また高位麻痺では,前腕の回内不能と母指・示指屈曲不能なが代表的です.
正中神経麻痺用の装具も様々なタイプがありますが.高位麻痺では手関節掌屈困難のため,手関節を軽度背屈位で固定しつつ対立位を保持するための長対立装具が.
手根管症候群など低位麻痺では.対立位を保持するための短対立装具が使用されます.対立装具はその形状によって,ランチョ型・エンゲン型など分類されますが.そこを問われることは,ほとんどない印象があります.
尺骨神経麻痺の装具
尺骨神経麻痺は肘部管症候群などによって起こり小指球,骨間筋,環指・小指の虫様筋に麻痺と萎縮を呈しそれに伴った運動機能が影響を受けます.
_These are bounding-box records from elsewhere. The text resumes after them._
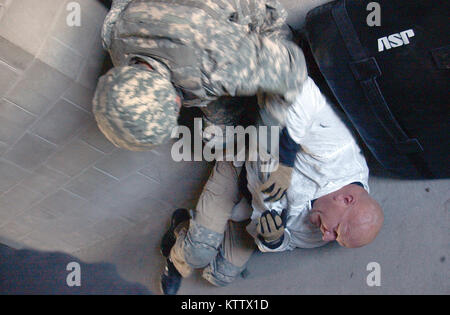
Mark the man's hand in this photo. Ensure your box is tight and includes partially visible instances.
[260,163,293,201]
[256,209,287,247]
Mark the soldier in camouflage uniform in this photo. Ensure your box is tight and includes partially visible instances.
[93,0,307,293]
[93,0,307,150]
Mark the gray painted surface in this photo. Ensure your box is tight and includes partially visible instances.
[0,0,450,294]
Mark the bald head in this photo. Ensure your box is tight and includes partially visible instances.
[310,184,384,248]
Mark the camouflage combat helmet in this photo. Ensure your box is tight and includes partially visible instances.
[93,66,179,151]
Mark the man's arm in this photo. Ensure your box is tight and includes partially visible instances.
[255,209,291,252]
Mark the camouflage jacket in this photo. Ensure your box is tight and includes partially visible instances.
[102,0,307,106]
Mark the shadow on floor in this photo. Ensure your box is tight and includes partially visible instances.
[0,244,152,295]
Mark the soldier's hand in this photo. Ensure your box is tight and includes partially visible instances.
[260,163,293,201]
[256,209,287,244]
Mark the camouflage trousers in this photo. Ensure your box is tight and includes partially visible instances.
[170,162,256,286]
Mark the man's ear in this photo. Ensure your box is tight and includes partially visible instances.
[334,193,356,206]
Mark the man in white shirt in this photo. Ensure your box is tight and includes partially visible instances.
[161,78,383,294]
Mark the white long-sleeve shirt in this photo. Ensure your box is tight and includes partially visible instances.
[246,78,369,252]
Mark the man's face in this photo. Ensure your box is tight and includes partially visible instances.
[310,195,348,247]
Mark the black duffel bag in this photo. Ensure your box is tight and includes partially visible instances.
[305,0,450,178]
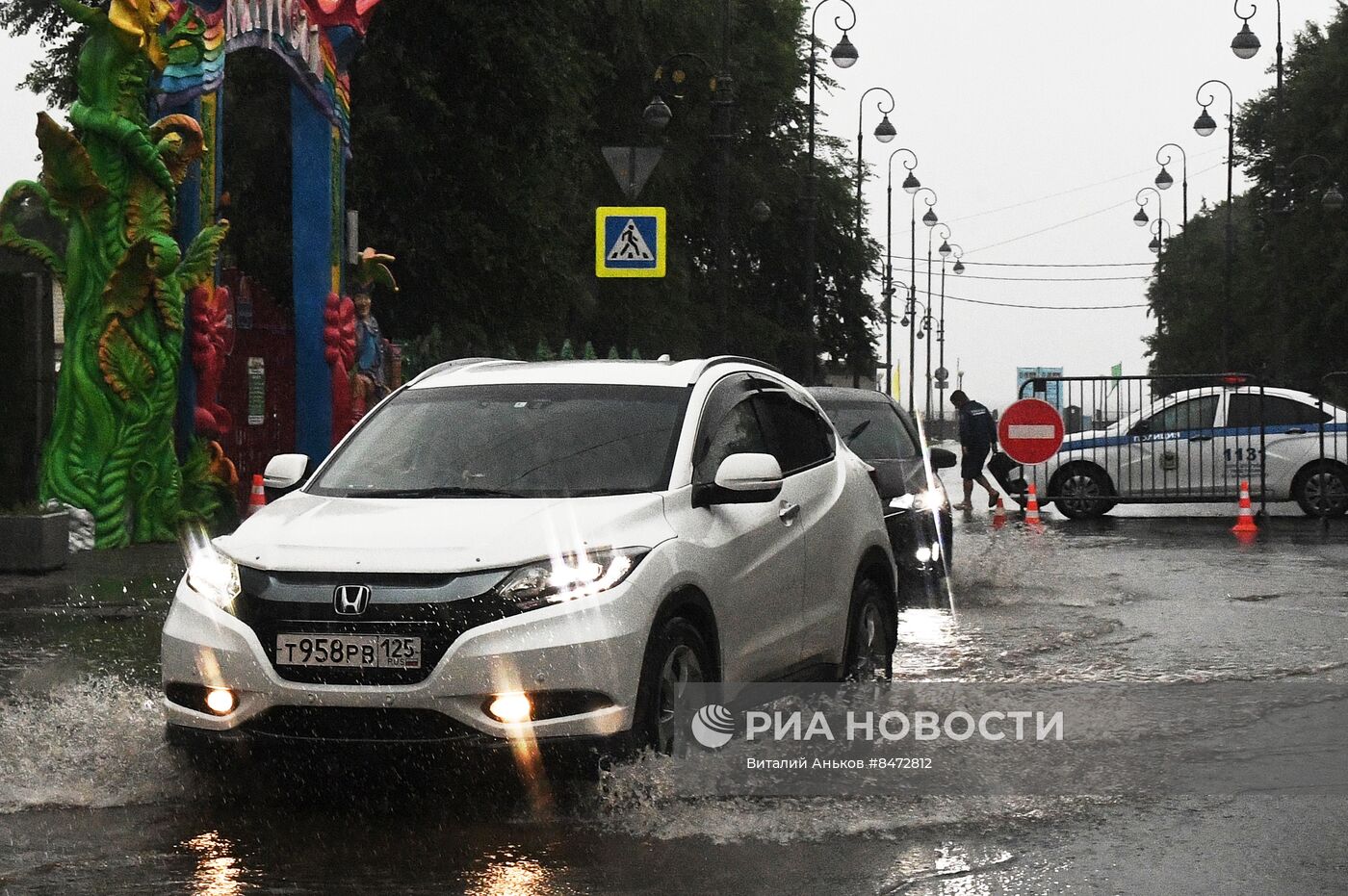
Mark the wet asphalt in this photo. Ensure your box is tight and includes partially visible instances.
[0,506,1348,896]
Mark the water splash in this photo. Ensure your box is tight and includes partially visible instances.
[0,677,189,814]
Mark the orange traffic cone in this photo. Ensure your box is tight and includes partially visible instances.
[248,474,267,516]
[1024,482,1041,525]
[1231,481,1259,532]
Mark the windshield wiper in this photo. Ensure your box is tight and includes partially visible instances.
[345,485,531,498]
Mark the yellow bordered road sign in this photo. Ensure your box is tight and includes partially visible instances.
[594,206,667,277]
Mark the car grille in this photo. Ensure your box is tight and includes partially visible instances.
[243,706,485,744]
[235,567,520,686]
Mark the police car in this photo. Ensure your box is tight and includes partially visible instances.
[1025,385,1348,519]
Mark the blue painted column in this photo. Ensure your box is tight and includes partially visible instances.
[290,85,337,464]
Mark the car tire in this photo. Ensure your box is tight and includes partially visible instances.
[1291,461,1348,518]
[1049,464,1119,520]
[623,616,715,755]
[842,573,897,681]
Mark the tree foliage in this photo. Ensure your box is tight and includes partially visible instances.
[1149,10,1348,390]
[8,0,879,376]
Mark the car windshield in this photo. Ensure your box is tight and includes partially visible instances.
[819,401,918,461]
[307,384,687,498]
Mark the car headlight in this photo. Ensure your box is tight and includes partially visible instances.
[890,489,945,511]
[496,547,650,610]
[188,546,240,610]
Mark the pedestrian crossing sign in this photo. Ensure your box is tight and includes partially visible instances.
[594,206,666,277]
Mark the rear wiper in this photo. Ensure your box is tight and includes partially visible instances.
[842,421,870,445]
[347,485,530,498]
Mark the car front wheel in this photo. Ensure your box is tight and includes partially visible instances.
[842,574,897,681]
[1049,464,1116,520]
[1291,461,1348,516]
[633,616,714,755]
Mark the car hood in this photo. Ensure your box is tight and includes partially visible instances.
[216,492,674,573]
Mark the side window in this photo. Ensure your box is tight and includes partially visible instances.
[754,390,833,475]
[1147,395,1217,432]
[1227,392,1331,428]
[894,414,922,461]
[693,376,768,482]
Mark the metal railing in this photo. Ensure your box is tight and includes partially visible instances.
[1021,373,1267,506]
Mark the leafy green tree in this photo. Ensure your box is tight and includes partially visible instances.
[0,0,879,377]
[1149,8,1348,391]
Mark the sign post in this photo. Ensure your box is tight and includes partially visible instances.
[998,398,1064,466]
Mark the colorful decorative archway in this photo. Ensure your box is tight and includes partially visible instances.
[151,0,380,458]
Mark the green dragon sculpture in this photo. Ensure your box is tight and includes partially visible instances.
[0,0,229,547]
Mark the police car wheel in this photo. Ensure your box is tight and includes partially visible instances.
[1291,461,1348,516]
[1049,464,1115,520]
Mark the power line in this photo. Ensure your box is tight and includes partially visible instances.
[950,147,1221,223]
[958,273,1152,283]
[890,255,1156,269]
[968,162,1226,255]
[945,294,1149,311]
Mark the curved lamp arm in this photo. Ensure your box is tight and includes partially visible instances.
[810,0,856,35]
[887,147,922,183]
[1193,78,1236,121]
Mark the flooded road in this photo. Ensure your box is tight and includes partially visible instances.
[0,512,1348,895]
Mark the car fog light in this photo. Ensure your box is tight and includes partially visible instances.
[206,687,237,715]
[486,693,533,725]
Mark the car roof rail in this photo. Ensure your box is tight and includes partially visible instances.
[407,358,525,385]
[695,354,786,378]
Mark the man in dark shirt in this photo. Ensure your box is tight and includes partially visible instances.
[950,390,1001,511]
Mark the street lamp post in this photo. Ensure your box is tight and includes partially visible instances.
[922,222,950,423]
[1193,78,1236,368]
[936,240,964,425]
[849,88,897,387]
[641,38,735,351]
[907,187,938,415]
[899,294,931,374]
[1155,142,1189,226]
[803,0,860,376]
[1132,188,1166,237]
[1147,216,1173,267]
[1274,152,1344,213]
[1231,0,1282,111]
[856,88,897,240]
[884,147,922,397]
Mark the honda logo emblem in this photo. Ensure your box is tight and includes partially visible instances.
[333,585,370,616]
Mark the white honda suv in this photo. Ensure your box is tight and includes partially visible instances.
[162,357,897,749]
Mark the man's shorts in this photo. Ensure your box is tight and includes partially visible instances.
[960,445,992,479]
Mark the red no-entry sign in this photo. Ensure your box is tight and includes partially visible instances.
[998,398,1062,464]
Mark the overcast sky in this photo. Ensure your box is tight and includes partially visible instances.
[818,0,1335,405]
[0,0,1335,405]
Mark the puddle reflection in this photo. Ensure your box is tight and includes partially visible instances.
[183,832,246,896]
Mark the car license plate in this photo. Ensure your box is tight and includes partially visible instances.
[276,634,421,668]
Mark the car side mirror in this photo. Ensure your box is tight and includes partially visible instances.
[927,448,960,471]
[262,454,309,501]
[693,452,782,506]
[870,461,909,501]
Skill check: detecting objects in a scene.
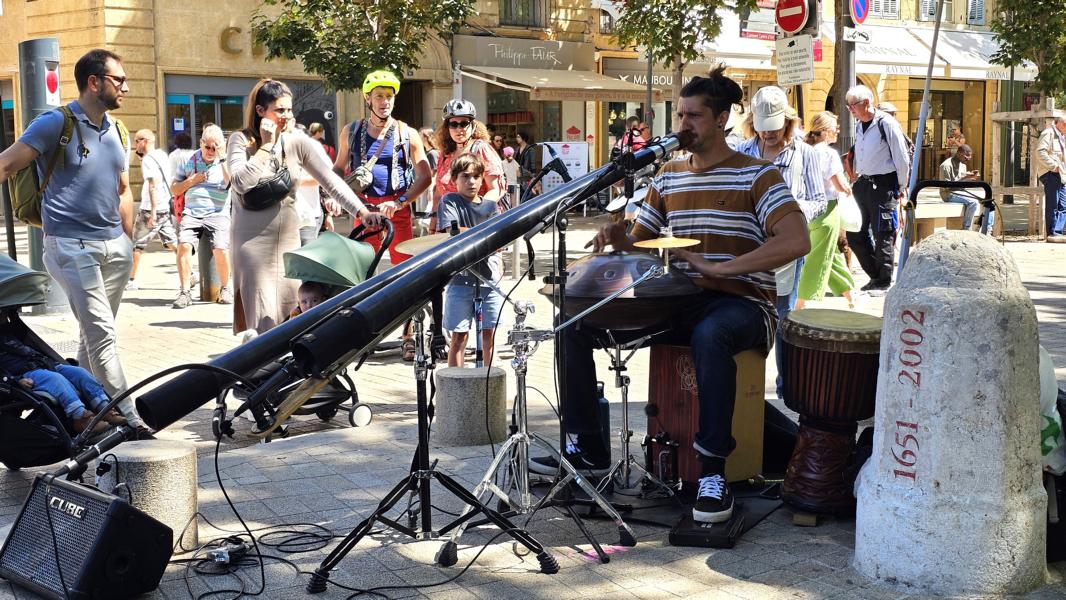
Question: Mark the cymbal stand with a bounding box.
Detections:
[437,265,664,567]
[600,331,674,497]
[307,292,559,594]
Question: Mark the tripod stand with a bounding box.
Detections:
[603,331,674,497]
[307,291,559,594]
[437,303,636,567]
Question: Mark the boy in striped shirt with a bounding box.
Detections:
[530,65,810,522]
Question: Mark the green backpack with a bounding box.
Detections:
[7,106,129,227]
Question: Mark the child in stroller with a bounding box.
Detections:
[211,221,392,438]
[0,328,126,435]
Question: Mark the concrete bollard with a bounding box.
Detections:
[433,367,507,445]
[100,440,199,552]
[854,231,1047,596]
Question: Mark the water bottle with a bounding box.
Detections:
[596,382,611,450]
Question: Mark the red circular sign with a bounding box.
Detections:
[775,0,807,35]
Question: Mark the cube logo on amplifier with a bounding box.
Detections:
[48,496,85,519]
[0,475,174,600]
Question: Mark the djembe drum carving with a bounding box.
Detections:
[780,308,882,514]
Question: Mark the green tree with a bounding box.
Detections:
[252,0,474,90]
[614,0,756,125]
[990,0,1066,102]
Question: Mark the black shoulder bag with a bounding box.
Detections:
[241,136,292,210]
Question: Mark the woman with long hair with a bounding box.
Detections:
[796,111,855,308]
[226,79,381,334]
[433,100,506,212]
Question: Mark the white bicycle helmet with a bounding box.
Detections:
[440,98,478,120]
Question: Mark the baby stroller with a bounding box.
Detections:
[211,221,392,439]
[0,255,95,470]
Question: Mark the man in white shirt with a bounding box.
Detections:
[845,85,910,292]
[126,129,178,290]
[940,144,980,233]
[1034,116,1066,243]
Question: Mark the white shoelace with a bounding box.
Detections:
[696,475,726,500]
特に環指・小指のMP過伸展とIP屈曲を招きかぎ爪のような肢位から「鷲手」と呼ばれます.
尺骨神経麻痺の装具では,このMPの過伸展を制限し.屈曲運動を補助するような装具が用いられます.MP軽度屈曲位で制限する静的装具の虫様筋カフやゴムの力出屈曲を補助する動的装具のナックルベンダーが代表的です.
脊髄損傷などに用いる装具
神経損傷に用いられる装具は上肢装具の中でも頻度が多いですが.その中で重要な1つが脊髄損傷に用いられる装具です.脊髄損傷という分野自体が非常に重要なのでしっかり勉強したいですがzancolliの分類などと併せて,装具のことも覚えてしまいましょう.
残存機能と必要な装具
脊髄損傷の装具に必要なのは,他の多くの装具と同様に失われた機能の代償です.そのためには,麻痺レベルによる残存機能と失われた機能をよく理解しておきましょう.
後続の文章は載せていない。